Sally has been riding and competing at the highest levels for more than 30 years, starting with Badminton and Burghley at the tender age of 20, and has continued to compete at the CCI4* level for the rest of her career. She also integrated a serious job as a stock broker for Merrill Lynch with her career as a rider, before deciding after 16 years to become a true riding professional. Sally is known in the eventing world for riding some of the most difficult horses, and she loves a challenge. It is our pleasure to share her thoughts with you here on EN!

From Sally:

I have decided to start a weekly training tip. Sometimes when I am in a lesson situation with a student, we work on the technical aspects of riding and don’t always take the time to talk about some of the fundamental things that help with successful training. I hope that this series will give riders some food for thought. Check out episode one here!

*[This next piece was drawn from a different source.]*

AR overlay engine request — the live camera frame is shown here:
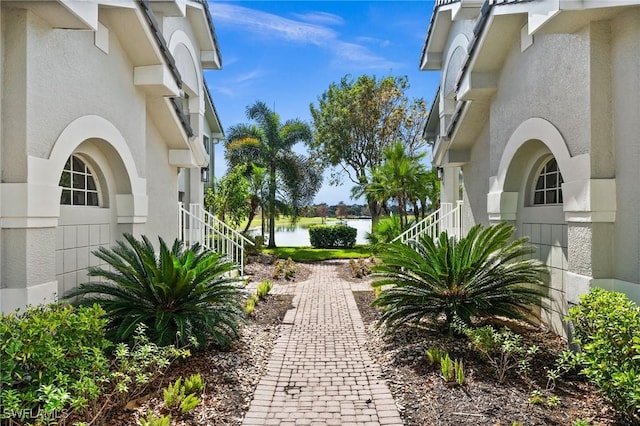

At the end of every year, I look back and try to remember the most important thing I learned that year. One of the most important things I’ve learned is the concept of losing twenty percent. I was having a dressage lesson and telling my instructor that I was unable to get the same work in the ring that I was able to get at home. He told me that with a really good horse and an experienced rider, the minute you went in the ring you lost twenty percent of your training. Twenty percent!

I gave that idea a lot of thought and realized if you were riding a nervous or green horse, you probably lost more like fifty percent of your training. The concept of losing a percentage of our training applies to all of the phases. This has lead me to make a point of training with a larger margin of error in all of my work.

You can’t go to an event hoping they won’t have a certain type of jump on the course, for example a liverpool on the show jumping or a bank down into water. The point of course design is to test our training. So, we need to make sure our training is thorough enough so that if we lose a large percentage of our training at a show we are still competently able to answer the questions the competition asks of our horse.